Hi Amber,
It is so nice to read you!!
Imho, I am glad if the education ministry is trying to address the problem of lack of grammar knowledge in England. DS has been through the primary school system here and, concerning that aspect, I have to say it has been a disaster that I have still not yet addressed.
Does he know that there are different kinds of conditionals? No, he doesn’t. He roughly knows about the second conditional, as for the fourth and fifth, argh... When he will be over his teenagers’ years and be a bit more receptive, I hope to show him that he has still a lot to learn…. things that sadly he would have never learnt at school.

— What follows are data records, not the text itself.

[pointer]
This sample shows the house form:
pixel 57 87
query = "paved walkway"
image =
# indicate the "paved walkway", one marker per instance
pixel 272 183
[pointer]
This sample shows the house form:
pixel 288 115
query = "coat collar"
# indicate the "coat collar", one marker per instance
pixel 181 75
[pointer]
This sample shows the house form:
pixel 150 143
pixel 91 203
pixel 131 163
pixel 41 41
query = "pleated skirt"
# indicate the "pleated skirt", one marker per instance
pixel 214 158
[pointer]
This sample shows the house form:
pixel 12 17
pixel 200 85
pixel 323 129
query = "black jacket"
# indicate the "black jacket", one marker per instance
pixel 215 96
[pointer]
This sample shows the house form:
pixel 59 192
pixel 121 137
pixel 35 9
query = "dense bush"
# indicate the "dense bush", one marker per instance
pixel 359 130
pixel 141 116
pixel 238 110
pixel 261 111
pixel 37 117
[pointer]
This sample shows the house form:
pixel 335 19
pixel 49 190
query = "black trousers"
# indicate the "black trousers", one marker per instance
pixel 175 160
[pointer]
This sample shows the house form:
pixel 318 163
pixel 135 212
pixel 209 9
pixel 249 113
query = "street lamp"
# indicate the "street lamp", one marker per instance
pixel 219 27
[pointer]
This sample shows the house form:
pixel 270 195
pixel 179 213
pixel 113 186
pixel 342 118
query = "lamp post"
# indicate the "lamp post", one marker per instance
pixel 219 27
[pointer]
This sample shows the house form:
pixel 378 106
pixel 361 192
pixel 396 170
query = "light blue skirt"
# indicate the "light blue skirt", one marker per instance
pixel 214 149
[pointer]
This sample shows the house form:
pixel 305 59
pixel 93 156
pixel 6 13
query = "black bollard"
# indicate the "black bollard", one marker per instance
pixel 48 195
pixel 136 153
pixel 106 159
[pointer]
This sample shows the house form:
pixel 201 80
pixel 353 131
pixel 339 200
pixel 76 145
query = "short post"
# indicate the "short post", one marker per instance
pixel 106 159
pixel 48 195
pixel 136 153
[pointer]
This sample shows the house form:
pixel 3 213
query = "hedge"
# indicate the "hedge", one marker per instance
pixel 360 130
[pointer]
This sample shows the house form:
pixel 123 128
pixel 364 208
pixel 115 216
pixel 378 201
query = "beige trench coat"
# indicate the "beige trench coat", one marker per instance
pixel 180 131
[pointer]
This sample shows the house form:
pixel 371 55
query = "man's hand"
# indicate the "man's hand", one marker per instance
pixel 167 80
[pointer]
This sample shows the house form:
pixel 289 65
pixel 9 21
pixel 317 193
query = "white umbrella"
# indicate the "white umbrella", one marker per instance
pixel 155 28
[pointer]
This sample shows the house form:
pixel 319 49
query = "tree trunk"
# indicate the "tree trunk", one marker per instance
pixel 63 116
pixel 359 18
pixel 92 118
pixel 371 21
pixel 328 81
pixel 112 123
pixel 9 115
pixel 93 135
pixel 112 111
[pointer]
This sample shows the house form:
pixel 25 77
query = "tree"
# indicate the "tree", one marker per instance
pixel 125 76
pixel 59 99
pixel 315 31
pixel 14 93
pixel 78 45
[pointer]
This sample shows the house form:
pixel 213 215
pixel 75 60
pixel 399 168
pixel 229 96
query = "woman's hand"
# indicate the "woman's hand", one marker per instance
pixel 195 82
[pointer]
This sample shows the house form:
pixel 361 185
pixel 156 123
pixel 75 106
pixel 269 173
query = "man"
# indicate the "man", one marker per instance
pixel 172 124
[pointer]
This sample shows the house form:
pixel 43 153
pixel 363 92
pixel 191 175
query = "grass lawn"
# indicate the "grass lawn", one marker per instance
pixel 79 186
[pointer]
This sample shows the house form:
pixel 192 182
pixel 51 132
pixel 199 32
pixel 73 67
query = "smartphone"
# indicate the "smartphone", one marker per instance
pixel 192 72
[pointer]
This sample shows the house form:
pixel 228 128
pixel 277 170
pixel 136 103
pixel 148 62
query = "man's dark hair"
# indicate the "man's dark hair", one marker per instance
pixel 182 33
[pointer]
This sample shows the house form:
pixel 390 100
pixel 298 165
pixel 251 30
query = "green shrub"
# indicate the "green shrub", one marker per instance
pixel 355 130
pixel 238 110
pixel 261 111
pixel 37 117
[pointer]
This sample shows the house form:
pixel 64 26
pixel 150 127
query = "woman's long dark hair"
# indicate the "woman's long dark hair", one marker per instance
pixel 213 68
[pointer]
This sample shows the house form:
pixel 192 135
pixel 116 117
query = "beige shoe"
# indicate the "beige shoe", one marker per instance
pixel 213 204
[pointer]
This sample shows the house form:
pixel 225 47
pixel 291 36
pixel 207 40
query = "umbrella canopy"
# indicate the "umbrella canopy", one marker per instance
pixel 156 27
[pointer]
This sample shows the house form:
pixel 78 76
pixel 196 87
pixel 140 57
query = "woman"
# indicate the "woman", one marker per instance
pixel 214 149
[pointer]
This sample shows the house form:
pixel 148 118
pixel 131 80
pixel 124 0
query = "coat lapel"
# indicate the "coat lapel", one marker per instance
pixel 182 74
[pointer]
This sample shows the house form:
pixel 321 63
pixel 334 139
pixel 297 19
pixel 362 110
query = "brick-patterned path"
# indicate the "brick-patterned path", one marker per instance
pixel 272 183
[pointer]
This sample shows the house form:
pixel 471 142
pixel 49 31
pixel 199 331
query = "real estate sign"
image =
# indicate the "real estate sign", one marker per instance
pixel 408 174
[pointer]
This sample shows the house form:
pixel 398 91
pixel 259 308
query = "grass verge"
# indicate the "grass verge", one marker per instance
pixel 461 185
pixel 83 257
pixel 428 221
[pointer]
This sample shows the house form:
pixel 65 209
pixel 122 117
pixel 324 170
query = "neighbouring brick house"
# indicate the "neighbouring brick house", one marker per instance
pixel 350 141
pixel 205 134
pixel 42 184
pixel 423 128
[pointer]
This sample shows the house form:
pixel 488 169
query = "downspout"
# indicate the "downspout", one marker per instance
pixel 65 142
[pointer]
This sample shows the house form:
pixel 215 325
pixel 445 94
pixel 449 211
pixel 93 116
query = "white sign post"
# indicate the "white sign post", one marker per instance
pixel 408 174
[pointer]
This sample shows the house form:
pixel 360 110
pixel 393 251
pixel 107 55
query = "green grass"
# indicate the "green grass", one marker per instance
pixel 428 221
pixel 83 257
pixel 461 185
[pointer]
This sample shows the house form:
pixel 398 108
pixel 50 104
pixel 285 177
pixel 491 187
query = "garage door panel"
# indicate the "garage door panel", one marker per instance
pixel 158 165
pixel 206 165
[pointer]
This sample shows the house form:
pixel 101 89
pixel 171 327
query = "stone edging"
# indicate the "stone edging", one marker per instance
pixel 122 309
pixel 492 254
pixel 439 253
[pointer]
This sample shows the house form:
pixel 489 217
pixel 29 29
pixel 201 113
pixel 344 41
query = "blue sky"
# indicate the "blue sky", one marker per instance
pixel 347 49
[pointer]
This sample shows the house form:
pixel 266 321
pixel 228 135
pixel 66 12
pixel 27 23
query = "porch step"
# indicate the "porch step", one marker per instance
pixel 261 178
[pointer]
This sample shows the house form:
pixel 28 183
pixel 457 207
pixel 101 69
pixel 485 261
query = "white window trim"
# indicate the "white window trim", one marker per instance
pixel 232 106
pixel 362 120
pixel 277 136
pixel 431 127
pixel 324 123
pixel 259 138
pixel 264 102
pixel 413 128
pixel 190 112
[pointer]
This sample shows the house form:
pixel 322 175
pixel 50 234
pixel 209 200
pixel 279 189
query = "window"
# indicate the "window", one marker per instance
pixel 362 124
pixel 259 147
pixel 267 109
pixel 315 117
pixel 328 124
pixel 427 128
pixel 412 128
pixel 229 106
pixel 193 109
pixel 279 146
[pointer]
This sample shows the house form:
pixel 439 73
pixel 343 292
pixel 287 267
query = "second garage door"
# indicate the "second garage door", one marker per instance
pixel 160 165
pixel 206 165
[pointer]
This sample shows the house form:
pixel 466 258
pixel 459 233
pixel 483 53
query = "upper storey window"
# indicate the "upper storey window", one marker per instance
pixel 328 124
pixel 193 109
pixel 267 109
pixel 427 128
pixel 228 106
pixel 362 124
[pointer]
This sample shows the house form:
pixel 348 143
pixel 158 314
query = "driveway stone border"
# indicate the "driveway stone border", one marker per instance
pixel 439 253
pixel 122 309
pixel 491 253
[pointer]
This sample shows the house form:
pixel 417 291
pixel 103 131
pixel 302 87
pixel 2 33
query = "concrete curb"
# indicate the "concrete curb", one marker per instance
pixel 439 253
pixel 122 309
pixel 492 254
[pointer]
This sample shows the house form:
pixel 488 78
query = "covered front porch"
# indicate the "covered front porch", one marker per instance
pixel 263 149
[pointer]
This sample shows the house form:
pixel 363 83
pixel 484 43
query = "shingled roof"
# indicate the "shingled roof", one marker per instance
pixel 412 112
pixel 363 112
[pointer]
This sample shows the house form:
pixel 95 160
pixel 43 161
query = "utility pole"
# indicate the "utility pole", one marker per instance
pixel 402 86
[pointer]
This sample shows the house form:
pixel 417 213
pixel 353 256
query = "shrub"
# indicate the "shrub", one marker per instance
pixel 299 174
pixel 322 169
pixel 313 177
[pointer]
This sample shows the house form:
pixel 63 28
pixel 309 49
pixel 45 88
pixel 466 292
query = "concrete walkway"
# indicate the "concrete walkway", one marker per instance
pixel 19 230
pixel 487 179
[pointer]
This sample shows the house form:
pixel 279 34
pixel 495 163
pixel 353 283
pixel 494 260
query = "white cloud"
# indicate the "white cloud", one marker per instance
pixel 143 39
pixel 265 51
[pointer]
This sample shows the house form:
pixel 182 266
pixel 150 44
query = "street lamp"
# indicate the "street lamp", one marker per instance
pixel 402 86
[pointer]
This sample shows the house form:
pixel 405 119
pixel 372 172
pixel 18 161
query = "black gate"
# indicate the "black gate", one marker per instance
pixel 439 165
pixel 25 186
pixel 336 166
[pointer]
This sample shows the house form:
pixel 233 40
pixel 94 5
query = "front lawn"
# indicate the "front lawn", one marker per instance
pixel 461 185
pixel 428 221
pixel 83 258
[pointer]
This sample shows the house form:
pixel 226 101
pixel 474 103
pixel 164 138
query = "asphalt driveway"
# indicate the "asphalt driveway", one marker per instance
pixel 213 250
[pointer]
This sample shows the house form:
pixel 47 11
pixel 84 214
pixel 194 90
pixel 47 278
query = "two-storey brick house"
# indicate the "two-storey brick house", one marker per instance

When I arrived many moons ago in the UK, completely ignorant of the lack of grammatical education in British schools, I had a class of adults at intermediate level. I had to teach them the French passé composé. Well, unfortunately or not, I am a ‘purist’, so here I went, full of joy
, teaching first a lesson about the passé composé with verb ‘avoir’, then the following week, a lesson with passé composé with verb ‘être’… and at last, to teach them the agreement of the past participle with the preceding direct object, I introduced my learners to this poem by Jacques Prévert:
http://blogs.transparent.com/french/lea ... s-prevert/" onclick="window.open(this.href);return false;
In term of planning, I thought that I was alright, that my scheme of work was progressive and I did not anticipate any problems as I never had any when I taught these concepts to school children in another country before. However, to my biggest astonishment
, I did meet some problems as one or two of these adults could not grasp the difference between a subject, a verb, a direct object ….
I was really not expecting this!
And I had learnt to say ‘a doing verb’, and other simplifications!
But I was a ‘green’, you see.
I had arrived in the UK in August and was starting to teach the next month, having yet no cultural understanding of the situation whatsoever.
When I shared the cause of my astonishment with my head of department, he was not surprised at all and even said that he does not bother too much if his students are not able to grasp the subtleties of the French grammar, knowing these agreements is not really important for them. It is true that most of my student learnt French just for pleasure and to go to France, not to sit examinations.
I have left teaching many years ago to take care of my DS’s eleven + and his transition into secondary school. If I do go back to teaching one day
(I have a medical background, so I have to explore also these career routes), I wonder what I will do when teaching the passé composé:
- If I teach in secondary schools, no problem, my expectations will be high because of the examinations my pupils will have to sit.
- But if it is in an adult centre, maybe I will have to recognise the learners who wish to master French grammar from the others who just learn this language for fun and their holidays in France. I honestly do not know and in fact, it will depend of the students in my class!
Therefore, I am rather glad that the actual government aims to raise the standards.
When my American friend came to Leeds for a semester as part of a degree in English some 30 years ago, she was flabbergasted to realise that what American children learn in good secondary schools in her State in term of grammar was being taught in the UK at university level.
There is definitely a problem, which needs to be addressed!
I am fully aware many people will oppose my views… I am going to ponder on this quote by Winston Churchill:
You have enemies? Good. That means you've stood up for something, sometime in your life.
PS: I haven’t looked at the issues in the test papers that Michael Rosen
(whose poetry I appreciate very much) has raised. If such issues exist (and I believe him!
), that means that the test papers did not receive enough thoughts when they were written and this problem needs to be addressed too!
PS2: forgive me my misuse of Standard English!